Pelukan Terakhir Ratu
Hingga azan subuh berkumandang, aku
belum juga dapat memejamkan mata. Pintu kamar ku diketuk Bapak, membangunkan
ku. Bapak masih membangunkan untuk mengajak solat berjamaah. Aku yang masih
terjaga, keluar kamar untuk membasuh wajah dengan air wudu lagi. Untuk sedikit
mengurangi sisa air mata di mata. Tapi seperti apa ku sembunyikan, Bapak
merasakannya. Selesai solat Bapak menemui ku di kamar, mengusap rambut dan wajah
ku. Aku mencium tangan Bapak dan memeluknya. Aku merasa tenang dan sangat
membutuhkan dukungan. Kami berdua tidak berkata apa-apa. Hingga setetes air
mata mengalir menyentuh wajah ku. Aku melihat wajah Bapak, ternyata Bapak pun
sedih.
“Bapak kenapa”, tanya ku sambil
mengajak duduk di sisi ranjang ku.
“Bunga sedih karena Ratu semalam?”,
tanya Bapak yang membuat ku cukup kaget.
Aku menganggukkan kepala.
“Kalian bertiga adalah cahaya hidup
Bapak. Bapak hanya bisa berdoa yang terbaik untuk kalian”, ucap Bapak.
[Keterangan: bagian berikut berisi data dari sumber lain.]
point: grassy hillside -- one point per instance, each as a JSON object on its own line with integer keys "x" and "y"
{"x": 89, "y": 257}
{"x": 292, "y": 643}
Aishi masuk ke kamar ku, menyusul Ratu
yang agak merasa aneh dengan melihat aku dan Bapak yang tidak seperti biasanya.
“Bunga hari ini keluar jam berapa? Aku
mau ke sekolah Aishi untuk mengurus pendaftarannya”, tanya Ratu.
“Hari ini ingin di rumah, ada tulisan
yang harus diselesaikan segera”, jawab ku.
Ratu memperhatikan mata ku yang
sembab, tapi tak bertanya apa-apa. Ratu mencium tangan Bapak dan memeluknya.
Lalu memeluk ku agak lama dengan membisikkan permintaan maaf. Aku tak mengerti
maaf untuk apa? Lalu Ratu pergi sendiri, Aishi bermain di kamar ku. Melihat-lihat
buku bergambar dan mencorat-coret buku tulis.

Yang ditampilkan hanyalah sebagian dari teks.